Lesões e enfermidades no esporte
A grande dedicação ao esporte praticado por muitos está caracterizada pelo desenvolvimento de muitas lesões, diferentes enfermidades profissionais e estados patológicos e pré – patológicos que implicam num perigo para a saúde dos esportistas e para a eficácia de seu treinamento e competição. Muitos esportistas excepcionais estão obrigados a despender mais atenção e tempo de cura das enfermidades e dos traumatismos que na própria atividade de treinamento e competição.
Vários deles têm suportado gravíssimas cirurgias e gastos de tempo e força na posterior reabilitação e recuperação do nível de treinamento. A prevenção desses fatos negativos deve envolver uma atividade dirigida em duas vias relativamente independentes: o caminho da medicina moderna e o caminho desportivo pedagógico.
A medicina desportiva moderna tem obtido resultados positivos e com diagnósticos precoces das patologias e tratamentos de diferentes traumatismos e enfermidades desportivas e reabilitação dos atletas. O caminho desportivo pedagógico, ao contrário, tem progredido com pouca eficiência e a prevenção de traumatismos e enfermidades é considerada como uma esfera de atividade secundária pelos dirigentes desportivos, treinadores, juízes e outros especialistas que determinam diretamente a atividade de treinamento e competição dos desportistas.
Causas das lesões e dos traumatismos no desporto
A maioria dos especialistas está convencida de que as cargas de treinamento e, especialmente, de competições são, com freqüência, excessivas e contribuem ao elevado número de lesões. Nos corredores de fundo, por exemplo, cerca de 30% a 70% das lesões ocorridas durante o ano deve-se a tais cargas. Os especialistas têm descrito uma dependência linear entre o volume global de corrida semanal e a quantidade de lesões.
Pode-se calcular, para este corredor, uma enorme carga nos tecidos muscular, ósseo e conjuntivo dos que percorrem de 4.000 km á 6.000 km ou mais durante o ano. É completamente natural que a ação acumulada dessas cargas estimule o desenvolvimento de traumatismos. As mudanças na técnica de colocação da perna e a utilização de diferentes variações da técnica, as trocas da velocidade de movimentos, as corridas sobre superfícies relativamente suaves (grama, areia), o planejamento cuidadoso das corridas com aclives e declives e a utilização de um calçado especial que assegure estabilidade e suavize a força de apoio ajudam, em um grau importante, na prevenção dos traumatismos.

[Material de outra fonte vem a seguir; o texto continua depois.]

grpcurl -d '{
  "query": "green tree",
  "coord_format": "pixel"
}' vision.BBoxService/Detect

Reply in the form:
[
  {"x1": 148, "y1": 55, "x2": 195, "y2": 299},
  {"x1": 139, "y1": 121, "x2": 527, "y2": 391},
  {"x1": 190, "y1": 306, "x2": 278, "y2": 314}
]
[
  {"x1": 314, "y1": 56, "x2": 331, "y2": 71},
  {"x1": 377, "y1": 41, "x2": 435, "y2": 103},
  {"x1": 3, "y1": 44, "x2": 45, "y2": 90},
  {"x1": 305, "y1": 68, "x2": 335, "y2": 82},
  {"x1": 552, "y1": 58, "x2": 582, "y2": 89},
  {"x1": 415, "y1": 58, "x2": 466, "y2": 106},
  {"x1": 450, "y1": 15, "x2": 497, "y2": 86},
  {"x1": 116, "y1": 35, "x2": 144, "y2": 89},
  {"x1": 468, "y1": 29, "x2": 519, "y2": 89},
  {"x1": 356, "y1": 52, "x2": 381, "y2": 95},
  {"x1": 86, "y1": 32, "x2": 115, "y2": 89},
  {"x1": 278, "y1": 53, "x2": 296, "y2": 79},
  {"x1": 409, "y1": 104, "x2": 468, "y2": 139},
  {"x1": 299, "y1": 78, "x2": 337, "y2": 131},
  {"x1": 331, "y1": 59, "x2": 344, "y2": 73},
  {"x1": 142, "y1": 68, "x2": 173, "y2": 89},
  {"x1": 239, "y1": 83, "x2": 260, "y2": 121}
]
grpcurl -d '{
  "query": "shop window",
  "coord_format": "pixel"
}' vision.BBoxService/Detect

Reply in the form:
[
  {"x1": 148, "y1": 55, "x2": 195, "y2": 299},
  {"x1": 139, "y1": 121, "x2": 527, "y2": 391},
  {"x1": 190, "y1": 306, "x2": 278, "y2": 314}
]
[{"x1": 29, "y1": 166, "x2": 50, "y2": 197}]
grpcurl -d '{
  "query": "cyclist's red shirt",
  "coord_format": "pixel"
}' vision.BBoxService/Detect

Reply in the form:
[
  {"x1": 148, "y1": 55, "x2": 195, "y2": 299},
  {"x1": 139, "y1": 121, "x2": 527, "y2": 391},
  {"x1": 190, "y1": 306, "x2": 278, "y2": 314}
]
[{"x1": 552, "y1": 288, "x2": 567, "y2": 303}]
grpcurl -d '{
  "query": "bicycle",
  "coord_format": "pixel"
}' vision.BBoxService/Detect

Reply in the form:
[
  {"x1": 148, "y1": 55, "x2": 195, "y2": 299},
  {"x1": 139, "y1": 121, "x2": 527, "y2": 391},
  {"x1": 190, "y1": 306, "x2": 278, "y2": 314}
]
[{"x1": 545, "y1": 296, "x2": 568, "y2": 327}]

O desequilíbrio muscular que se manifesta no desenvolvimento desproporcional dos músculos antagonistas e na insuficiente elasticidade dos músculos e ligamentos aumenta substancialmente a probabilidade de traumatismos desportivos. O treinamento adequado dos músculos e a utilização de exercícios que desenvolvam a flexibilidade por meio da utilização de exercícios de relaxamento no aquecimento, especialmente antes de um trabalho intenso, podem reduzir em até duas ou três vezes o número de lesões nos tecidos muscular, ósseo e conjuntivo.

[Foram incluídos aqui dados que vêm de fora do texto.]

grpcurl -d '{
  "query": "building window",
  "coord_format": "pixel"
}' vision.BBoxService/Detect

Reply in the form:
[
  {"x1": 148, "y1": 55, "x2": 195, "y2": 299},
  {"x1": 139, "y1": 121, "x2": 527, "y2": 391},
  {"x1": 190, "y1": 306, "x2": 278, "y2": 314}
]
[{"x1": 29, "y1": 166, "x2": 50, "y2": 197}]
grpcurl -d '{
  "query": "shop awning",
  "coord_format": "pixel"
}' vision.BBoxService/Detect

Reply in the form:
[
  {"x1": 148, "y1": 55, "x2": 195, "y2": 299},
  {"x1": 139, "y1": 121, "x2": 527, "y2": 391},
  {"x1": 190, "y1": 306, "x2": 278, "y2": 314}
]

Um importante fator na prevenção dos traumatismos desportivos é uma alimentação racional. As cargas prolongadas suportadas sem um correspondente consumo de carboidratos provocam lesões dos músculos esqueléticos e, inclusive, sua ruptura completa. Cargas excessivas podem conduzir a uma degradação das proteínas, que começa após esgotarem-se as reservas de glicídios e gordura, causando também a possibilidade de lesões musculares. Cargas demasiadamente freqüentes e volumosas de orientação aeróbica, e não reforçadas com dietas especiais, podem conduzir a uma diminuição da massa muscular, como conseqüência do catabolismo protéico e ao aumento da possibilidade de traumatismos e lesões.
O déficit de ferro, ligado à diminuição do metabolismo oxidativo, determina o acúmulo de lactato e aumenta a possibilidade de traumatismo. O déficit de vitaminas produz fadiga, retarda a recuperação e aumenta a probabilidade de traumatismo.
Alguns tratamentos médicos habituais podem produzir efeitos contrários. Por exemplo, a utilização de gelo e de outros meios analgésicos é um meio normal e muito utilizado por atletas que, após o treino, sentem dores por causa do exercício. Ao mesmo tempo, alguns desses meios, quando utilizados sem orientação de um profissional, representam um grande perigo, pois “camufla” a dor e, desta forma, os reflexos cardiovasculares e respiratórios são inibidos durante o bloqueio dos receptores da dor, criando, desse modo, as premissas para posterior lesão.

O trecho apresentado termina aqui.